Shrimp and Pepper Stir-Fry

Description

Shrimp and Pepper Stir-Fry is a quick, colorful, and healthy dish made with juicy shrimp, crisp bell peppers, and a savory garlic-soy sauce. Light yet satisfying, this stir-fry delivers bold flavor in under 30 minutes, making it perfect for busy weeknights. Serve it over rice, noodles, or enjoy it on its own for a low-carb meal.

Time Required

Prep Time: 10 minutes

Cook Time: 12–15 minutes

Total Time: 25 minutes

Servings

Serves 3–4 people

Ingredients

For the Stir-Fry

450 g (1 lb) large shrimp, peeled and deveined

1 red bell pepper, sliced

1 yellow bell pepper, sliced

1 green bell pepper, sliced

1 medium onion, thinly sliced

3 cloves garlic, minced

1 teaspoon fresh ginger, grated (optional)

2 tablespoons vegetable or sesame oil

For the Sauce

3 tablespoons soy sauce

1 tablespoon oyster sauce (optional but recommended)

1 tablespoon honey or brown sugar

1 teaspoon rice vinegar or lemon juice

1 teaspoon cornstarch

¼ cup water

Optional Garnish

Sesame seeds

Chopped green onions

Red chili flakes

Instructions

Prepare the Sauce

In a small bowl, whisk together soy sauce, oyster sauce, honey, vinegar, cornstarch, and water. Set aside.

Cook the Shrimp

Heat 1 tablespoon oil in a large wok or skillet over medium-high heat.

Add shrimp and cook for 1–2 minutes per side, until pink and opaque.

Remove shrimp from pan and set aside.

Stir-Fry the Vegetables

Add remaining oil to the same pan.

Sauté onion for 2 minutes, then add garlic and ginger and cook for 30 seconds until fragrant.

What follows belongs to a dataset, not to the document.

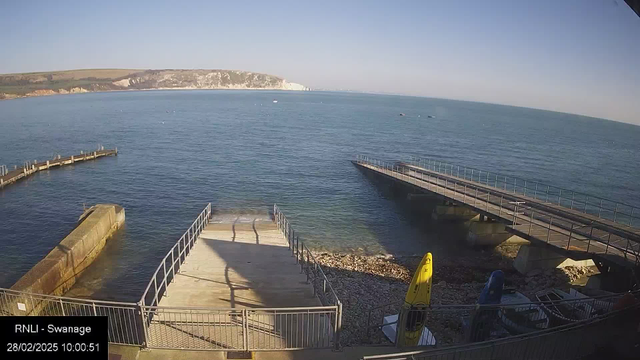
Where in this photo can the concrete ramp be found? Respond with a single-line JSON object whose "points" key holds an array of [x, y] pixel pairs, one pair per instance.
{"points": [[240, 262]]}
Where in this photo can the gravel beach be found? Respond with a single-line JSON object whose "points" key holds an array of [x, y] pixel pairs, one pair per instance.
{"points": [[364, 282]]}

Add bell peppers and stir-fry for 3–4 minutes until tender-crisp.

Combine and Sauce

Return shrimp to the pan.

Pour in the prepared sauce and toss everything together.

Cook for 2–3 minutes, stirring constantly, until the sauce thickens and coats the shrimp and vegetables.

Finish & Serve

Remove from heat. Garnish with sesame seeds or green onions if desired.

Serve hot over steamed rice or noodles.

Tips for Best Results

Don’t overcook shrimp—they turn rubbery quickly.

Keep the heat high to maintain crisp vegetables.

Slice peppers evenly for uniform cooking.

Questions & Answers

Q: Can I use frozen shrimp?

Yes. Thaw completely and pat dry before cooking.

Q: Can I make it spicy?

Absolutely. Add chili garlic sauce, fresh chilies, or red pepper flakes.

Q: What can I substitute for oyster sauce?

Use extra soy sauce with a pinch of sugar or hoisin sauce.

Q: Can I add other vegetables?

Yes—broccoli, snap peas, mushrooms, or carrots work very well.

Q: Is this dish healthy?

Yes. It’s high in protein, low in fat, and packed with vegetables.